Some perfumes go so well with coffee. This stands alone and isn't a one that compliments coffee , in fact, I try to drink tea when wearing this. I love this perfume. As mentioned in the reviews above; it doesn't change over the course of wearing it- it doesn't have to! It's fine with the same fresh lily likeness all the day through. Really reminds me of a big beautiful lily corsage.
This is one of those 'truth in advertising' scents. Lily and Spice? Yep, that's what you'll get. Before writing this review I read the entertaining ad copy. Let me share some highlights: 'carnally spiced', 'thick, hedonistic blooms' and accords that 'plunge into dark spices'. My my, pass me a fan and call me blushed. Now here's what you'll really get: a white floral. And spices? They make a flaccid appearance, yes. Blooms? Sure, but they are so well behaved you could take them to a church social and let them sell cakes. Oh, and plunges? Only into mediocrity. I can't say this is a stinker, however. I liked it for a sample run, but I"ll probably pass it along. The dry down 'edges out', becoming less white and more soul, which is nice. But hey- if anyone is looking for a tantalizing swapping experience that will leave you gasping for more, let me know.

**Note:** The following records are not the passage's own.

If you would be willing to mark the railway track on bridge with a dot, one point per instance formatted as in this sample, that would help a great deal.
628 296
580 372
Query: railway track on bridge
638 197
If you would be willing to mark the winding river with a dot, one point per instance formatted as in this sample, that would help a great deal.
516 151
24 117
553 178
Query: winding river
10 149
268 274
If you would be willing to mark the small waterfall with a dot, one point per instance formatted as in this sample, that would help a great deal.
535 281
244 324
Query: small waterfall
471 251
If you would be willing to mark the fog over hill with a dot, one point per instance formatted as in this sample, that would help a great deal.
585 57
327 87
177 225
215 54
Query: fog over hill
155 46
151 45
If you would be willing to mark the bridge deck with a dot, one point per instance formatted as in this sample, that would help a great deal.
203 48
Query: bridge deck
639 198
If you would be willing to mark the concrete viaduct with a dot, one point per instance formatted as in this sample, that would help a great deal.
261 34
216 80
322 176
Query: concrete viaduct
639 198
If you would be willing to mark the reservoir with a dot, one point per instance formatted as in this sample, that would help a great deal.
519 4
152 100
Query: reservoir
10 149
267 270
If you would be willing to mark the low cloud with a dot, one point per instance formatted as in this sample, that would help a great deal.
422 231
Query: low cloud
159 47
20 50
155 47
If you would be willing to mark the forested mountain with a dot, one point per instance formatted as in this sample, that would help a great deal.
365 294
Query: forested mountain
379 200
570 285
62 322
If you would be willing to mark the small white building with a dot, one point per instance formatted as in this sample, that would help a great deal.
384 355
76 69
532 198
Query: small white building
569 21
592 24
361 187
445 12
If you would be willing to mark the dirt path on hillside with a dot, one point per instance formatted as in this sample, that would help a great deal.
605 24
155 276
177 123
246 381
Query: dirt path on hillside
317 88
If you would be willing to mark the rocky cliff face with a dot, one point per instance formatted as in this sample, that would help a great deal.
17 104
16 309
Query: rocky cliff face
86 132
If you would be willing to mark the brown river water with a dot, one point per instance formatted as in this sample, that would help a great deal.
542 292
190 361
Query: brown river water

I was certain that I would love this. I don't. The fragrance starts with a nice oriental lily note and ends with an unpleasant watery patchouli. Possibly a casualty of the the new regulations?
This was one of the first Penhaligon's fragrances that I took to immediately. The spices balance and also enhance the richness of the lily scent. Very moreish. (I must compare with Donna Karan Gold.)
I have worn Lily & Spice since it was released. It is such an willful and proud scent, packed with contradictions - light & dark, virgin and whore, stability and chaos. Most lily scents reek of camphor, the notes are so similar, but this, this is a clean, skeletal white boned thing, wrapped in the softest of indolic sheaths. The white musks translate for me into starch and clean laundry, another reason I love it so much, it simply soothes me. The spices are dusted across the floral notes with the lightest of touches. The clove does noticeably rise and fall but only to counterpoint the waxy and sullen beauty of the Madonna Lily. Indeed i think it is the aloofness of Lily & Spice, the reserve, the bonewhite chilly sensuality that i love so much. One of my favourite actresses is Isabelle Adjani, coldly beautiful, glacial even, her face a perfect mask of internalised desire. This could be for her.